If you will be connecting to a particular database on a regular basis, you can create a library node to save you having to re-enter the connection details each time you want to connect.

  1. From the Directory, select Create > Library Node.
  2. From the Create Library Node dialog, select JDBC Query as the node to inherit from, then click Create.The Library Node Editor opens.
  3. On the Configure tab, enter the database connection details in the DbUrl, DbDriver and DbOptions properties as described in step 7 above.
    CAUTION:
    From a security perspective, it is recommended that you do not include any user credentials in the library node, as doing so would enable any user who has access to the node to use the credentials.
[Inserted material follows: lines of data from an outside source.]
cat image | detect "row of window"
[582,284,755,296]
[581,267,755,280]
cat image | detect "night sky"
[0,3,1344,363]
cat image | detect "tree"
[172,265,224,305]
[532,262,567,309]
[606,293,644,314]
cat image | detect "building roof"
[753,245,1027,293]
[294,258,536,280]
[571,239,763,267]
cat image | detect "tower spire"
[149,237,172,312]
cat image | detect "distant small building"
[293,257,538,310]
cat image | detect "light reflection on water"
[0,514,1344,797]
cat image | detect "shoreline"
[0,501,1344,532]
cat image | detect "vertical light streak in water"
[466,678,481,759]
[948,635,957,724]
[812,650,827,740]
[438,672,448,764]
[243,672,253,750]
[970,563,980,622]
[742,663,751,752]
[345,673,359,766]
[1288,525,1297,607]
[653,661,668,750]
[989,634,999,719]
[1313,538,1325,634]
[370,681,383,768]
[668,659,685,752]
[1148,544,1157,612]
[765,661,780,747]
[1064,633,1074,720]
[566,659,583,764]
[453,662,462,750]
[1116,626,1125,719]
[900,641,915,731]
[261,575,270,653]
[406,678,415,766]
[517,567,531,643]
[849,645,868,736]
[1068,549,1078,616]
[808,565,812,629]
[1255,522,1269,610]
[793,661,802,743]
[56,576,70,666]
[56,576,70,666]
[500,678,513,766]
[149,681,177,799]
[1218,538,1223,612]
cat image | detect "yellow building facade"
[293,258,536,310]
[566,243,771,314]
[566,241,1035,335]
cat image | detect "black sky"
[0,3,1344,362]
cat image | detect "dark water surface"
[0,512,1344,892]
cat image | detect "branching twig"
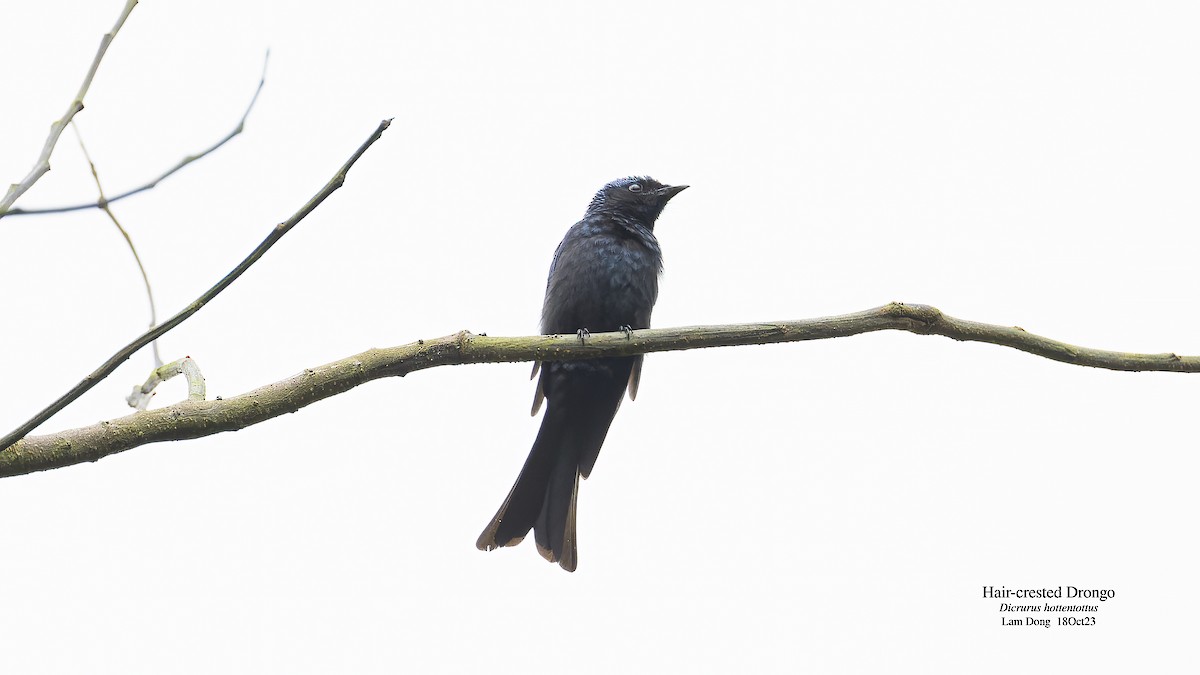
[0,0,138,217]
[0,120,391,452]
[5,50,271,216]
[71,120,162,368]
[0,303,1200,477]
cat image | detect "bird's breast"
[542,224,661,333]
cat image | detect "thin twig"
[0,303,1200,477]
[71,120,162,368]
[0,0,138,217]
[0,119,391,452]
[5,49,271,216]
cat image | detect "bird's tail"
[475,364,629,572]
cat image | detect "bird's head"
[588,175,688,227]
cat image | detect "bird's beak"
[654,185,688,202]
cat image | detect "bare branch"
[0,119,391,448]
[71,120,162,368]
[5,50,271,216]
[0,0,138,217]
[125,357,205,410]
[0,303,1200,477]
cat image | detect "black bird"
[475,177,688,572]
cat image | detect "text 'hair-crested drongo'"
[475,177,688,572]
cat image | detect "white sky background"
[0,0,1200,674]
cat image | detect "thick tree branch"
[0,303,1200,477]
[0,0,138,217]
[4,50,271,216]
[0,119,391,448]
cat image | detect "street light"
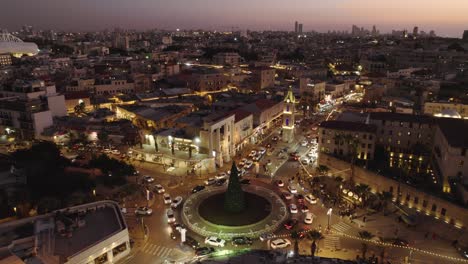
[327,208,333,230]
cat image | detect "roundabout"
[182,185,288,239]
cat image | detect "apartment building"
[432,118,468,192]
[423,102,468,118]
[368,112,435,153]
[318,121,377,160]
[213,52,241,66]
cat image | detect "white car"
[304,194,317,204]
[163,193,172,204]
[205,236,226,247]
[205,178,216,186]
[143,175,154,183]
[244,160,253,169]
[166,209,175,224]
[215,172,227,180]
[135,206,153,215]
[289,204,297,214]
[171,196,184,209]
[288,185,297,194]
[249,150,257,157]
[154,184,166,193]
[238,158,247,167]
[270,238,291,249]
[304,212,314,225]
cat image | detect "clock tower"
[283,86,296,143]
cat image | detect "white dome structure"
[0,32,39,57]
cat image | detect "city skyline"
[0,0,468,38]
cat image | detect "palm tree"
[343,134,360,183]
[379,191,393,215]
[307,229,323,256]
[291,231,300,256]
[359,231,374,259]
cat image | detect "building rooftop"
[320,121,377,133]
[436,118,468,148]
[370,112,434,123]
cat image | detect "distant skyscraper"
[463,30,468,41]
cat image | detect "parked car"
[171,196,184,209]
[154,184,166,193]
[288,185,297,194]
[270,238,291,249]
[195,247,215,257]
[166,209,175,224]
[284,219,298,230]
[232,237,253,247]
[244,160,253,170]
[184,236,200,249]
[205,236,226,247]
[215,178,227,186]
[295,194,304,204]
[281,192,293,200]
[249,150,257,158]
[305,194,317,204]
[288,204,297,214]
[240,179,250,184]
[215,172,228,180]
[135,206,153,215]
[205,178,216,186]
[304,212,314,225]
[258,233,275,241]
[237,158,247,167]
[192,185,206,193]
[276,180,284,187]
[163,193,172,204]
[142,175,154,183]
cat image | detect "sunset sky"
[0,0,468,37]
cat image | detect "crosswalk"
[323,235,341,250]
[332,222,351,233]
[141,243,173,258]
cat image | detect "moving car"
[270,238,291,249]
[244,160,253,170]
[305,194,317,204]
[284,219,298,230]
[205,236,226,247]
[288,204,297,214]
[195,247,215,257]
[304,212,314,225]
[171,196,184,209]
[205,178,216,186]
[142,175,154,183]
[276,180,284,187]
[166,209,175,224]
[232,237,253,247]
[163,193,172,204]
[288,185,297,194]
[215,172,227,180]
[184,236,200,249]
[154,184,166,193]
[135,206,153,215]
[281,192,293,200]
[192,185,206,193]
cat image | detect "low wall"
[319,153,468,228]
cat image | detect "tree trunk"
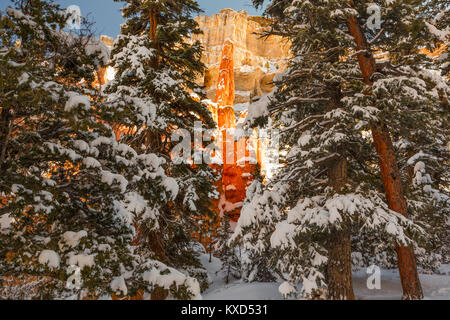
[327,157,355,300]
[149,8,159,70]
[348,17,423,300]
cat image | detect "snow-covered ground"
[201,255,450,300]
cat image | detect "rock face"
[192,9,290,104]
[213,39,254,221]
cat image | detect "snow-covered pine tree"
[228,169,286,282]
[244,0,438,299]
[337,1,450,292]
[0,0,200,299]
[105,0,219,296]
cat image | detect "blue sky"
[0,0,262,37]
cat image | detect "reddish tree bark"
[348,17,423,300]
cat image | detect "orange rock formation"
[215,40,254,221]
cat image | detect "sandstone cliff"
[192,9,289,104]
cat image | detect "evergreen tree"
[0,0,200,299]
[246,1,442,299]
[104,0,215,294]
[229,170,286,282]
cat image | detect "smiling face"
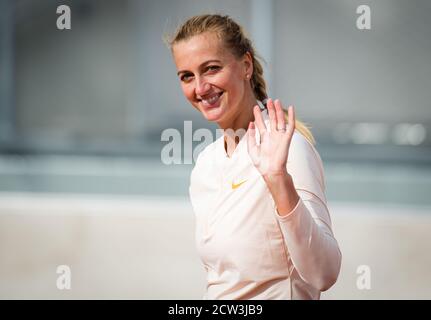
[172,32,253,123]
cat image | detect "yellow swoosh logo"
[232,180,247,189]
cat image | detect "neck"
[218,89,257,156]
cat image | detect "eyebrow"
[177,60,221,75]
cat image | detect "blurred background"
[0,0,431,299]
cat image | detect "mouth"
[199,91,223,108]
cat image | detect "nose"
[195,77,211,96]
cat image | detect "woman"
[169,15,341,299]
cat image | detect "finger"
[275,99,286,130]
[266,99,277,132]
[247,121,256,151]
[287,106,295,137]
[253,105,266,135]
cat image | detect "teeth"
[202,94,221,104]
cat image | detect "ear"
[242,51,253,79]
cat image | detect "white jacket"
[189,110,341,299]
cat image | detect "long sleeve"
[275,134,341,291]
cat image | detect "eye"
[180,73,193,82]
[207,65,221,72]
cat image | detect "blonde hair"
[166,14,315,145]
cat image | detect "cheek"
[181,84,193,100]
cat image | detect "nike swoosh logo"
[232,180,247,190]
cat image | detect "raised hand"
[247,99,295,179]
    Note: Given that the driver installation directory may be different on different machines, it is not recommended to enter an absolute path in the DbDriverClasspath property of the library node. If the drivers are installed in the same relative location on multiple machines, one option is to parameterize the classpath, for example, on a desktop installation you could point to a directory within the %localappdata%\Data360Analyze folder structure.
  4. Save your new custom node. When you want to use an instance of this library node, you can search for it from the Nodes panel in the Designer, for example:

    You will need to configure the SqlQuery property each time you use the node, but you will not need to reconfigure any of the connection properties that you have pre-configured in your library node.